En outre, lassée de mon oisiveté, ma mère m'a chargée de l'organisation des marchés. Chaque matin, je me rends au cœur de la ville sur les places des bas quartiers pour veiller au respect des règles, à la levée des taxes. J'ai ainsi accès à toutes les marchandises du royaume, y compris celles du port. En effet ma fonction m'oblige à surveiller les marchands et leur cargaison. Mon esprit enjoué et curieux, si peu habituel pour une personne de mon peuple m'a faite apprécier de tous. Tout en bavardant, je glane ça et là des informations sur le monde extérieur. Malgré la saison finissante, j'aime l'éclectisme des quais. Il est bientôt notoire que l'économe du port amazone a changé, que la nouvelle est droite mais accueillante, diplomate mais ferme et soucieuse de l'avenir du royaume. Les quais se remplissent. Les navires s'arrêtent plus volontiers, tout en acceptant de bonnes grâces les règles strictes de notre cité. Avec une rapidité propre aux commerçants, les capitaines se dotent d'esclaves femmes intelligentes et instruites qui peuvent pénétrer les remparts et vendre elles-mêmes les produits sur nos marchés. Ma mère est satisfaite. Elle souhaite cette ouverture. En quelques mois, sans froisser les susceptibilités ou les monopoles, je suis parvenue à réaliser ce grand projet qui piétinait. J'avoue que toute cette organisation me procure une grande satisfaction. Mes qualités de meneuse, maintes fois éprouvées dans le temple, se sont montrées fort utiles. Je croise sur le port toutes sortes de nations et mon statut m'offre une grande liberté de conversation. Dès que je le peux, je discute avec les médecins de bord, enrichissant ainsi chaque jour mes connaissances.

Déjà reconnue dans le monde extérieur, mon amabilité fait également son ouvrage parmi les habitantes de la cité. Je connais les plus jeunes car toutes ont été élevées dans le temple. Mais elles sont plus âgées que moi et, malgré mon rang, je tâche de préserver une certaine déférence due à leur âge. En cette année de sècheresse, les récoltes préoccupent grandement notre peuple. Je veille à ce que les greniers soient pourvus, quitte à importer de grandes quantités de blé. Méphistès m'aide beaucoup dans cette charge. Ma mère commence à suggérer une tournée dans nos campagnes. Le peu de réponses à nos messages, dans le nord du royaume, l'inquiète de plus en plus. Aller au-delà des remparts de la cité, découvrir notre royaume, je me porte immédiatement volontaire. Mais la reine préfère attendre encore un peu. J'obéis docilement. Je suis résolue à paraître une jeune fille soumise et disciplinée. Ma froideur à l'égard du prince atlante me vaut déjà suffisamment de réprimandes. Je ne dois pas la contrarier davantage.

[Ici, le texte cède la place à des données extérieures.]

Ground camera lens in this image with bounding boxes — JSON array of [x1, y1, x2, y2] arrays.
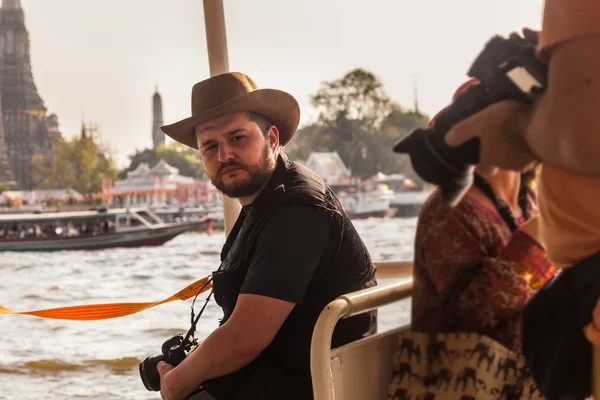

Les semaines passent et la composition du poison hyksos me résiste toujours. À partir des pointes dérobées sur les navires atlantes, j'ai pu l'étudier, l'essayer sur les rats qui sont légion dans les basses fosses du palais. J'ai soigneusement observé les effets et je tente de les reproduire, certaine que tant que je ne l'aurai pas refait, je ne pourrai en trouver l'antidote. Entre mes principales occupations et la vie du palais, leurs cérémonies, les audiences auxquelles ma mère m'oblige à participer, les chasses qu'elle n'a pas osé m'interdire, ma vie file à une vitesse vertigineuse. Grâce à ma prévoyance, les greniers du royaume sont prêts pour l'hiver. Cependant l'automne a été cruellement sec et l'inquiétude demeure.